Un roman dédié au Vin noir de Cahors

Marquant le terme d'une première année d'actions, l'UIVC a publié en mai, aux éditions Féret, l'ouvrage de Jean-Charles Chapuzet, Cahors, le roman du Vin noir. Avec son regard d'historien et sa plume de romancier, l'auteur revient aux origines de la vigne, nous raconte les hommes, les coutumes, les mentalités, le terroir… « Côtés sur la place de Londres au XIIIe siècle, brimés par les bordelais durant les décennies suivantes, très prisés sous le Second Empire, ces vins ont connu le pire comme le meilleur, souligne Jean-Charles Chapuzet. A toutes ces époques, en filigrane, la région reste un labyrinthe de pouvoirs, d'appétits. C'est dans cette ambiance que les vignerons se sont battus pour vaincre l'enclavement, maîtriser leur réseau hydrographique, leur géographie abrupte. Ils ont résisté aux guerres de religion, au phylloxéra, à la concurrence de leurs voisins… avant de rejoindre la cour des grands dans les années 1970. » Un ouvrage très vivant, richement documenté, qui fait le lien entre l'histoire passée et celles que les vignerons et négociants de Cahors écrivent aujourd'hui.

Le Vin noir, invité d’honneur de la fête du vin d’Albas

Une conférence sur le Vin noir animée par Jean-Pierre Alaux, suivie d'une dégustation de « Rogomme » dans un garage transformé en Cahors lounge par l'UIVC, a accueilli près de 400 personnes lors de la traditionnelle fête du vin de Cahors, le 3 mai dernier à Albas.

La fanfare et le tiroir-caisse
Chacun en est conscient, cette abondance d'efforts de promotion n' a d'intérêt que si elle conduit à une augmentation des ventes et des cours. « Les rôles sont désormais clairement répartis, explique Jérémy Arnaud.
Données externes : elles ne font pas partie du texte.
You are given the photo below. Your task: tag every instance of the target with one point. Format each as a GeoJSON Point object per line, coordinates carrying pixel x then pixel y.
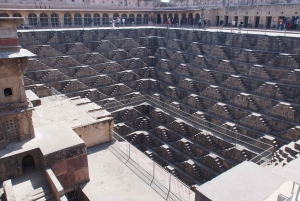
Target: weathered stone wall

L'union interprofessionnelle n' a pas vocation à commercialiser le Cahors, mais à le promouvoir. On pourrait nous comparer à une fanfare, qui est là pour créer une ambiance, mais, au final, ce sont les vignerons qui vendent ». De ce point de vue, la véritable bonne nouvelle est que le cours du vin en vrac remonte enfin. Il faut en effet garder à l'esprit que le Cahors revient de très loin : le coût de revient est estimé à 1,28 euro le litre et le cours était passé sous la barre des 60 centimes ! Ce cours est repassé à plus de 70 centimes et l'objectif est d'atteindre 1 euro en 2009. « Ces actions marketing sont payantes, réaffirme Jérémy Arnaud. Les ventes de Cahors ont ainsi progressé de plus de 14 ‰ en 2007, ce qui représente la plus forte croissance des vins du sud-ouest avec le Madiran ». Reste que l'augmentation de la production ne peut plus être une priorité pour le Cahors. Le 31 juillet 2008, la réforme de l'agrément pour l'appellation entrera en vigueur et il paraît acquis qu'une partie du vignoble passera en vin de pays. « La notion de vin noir ne supporte pas l' à peu près », conclut Jean-Marie Sigaud, Président de l'UIVC.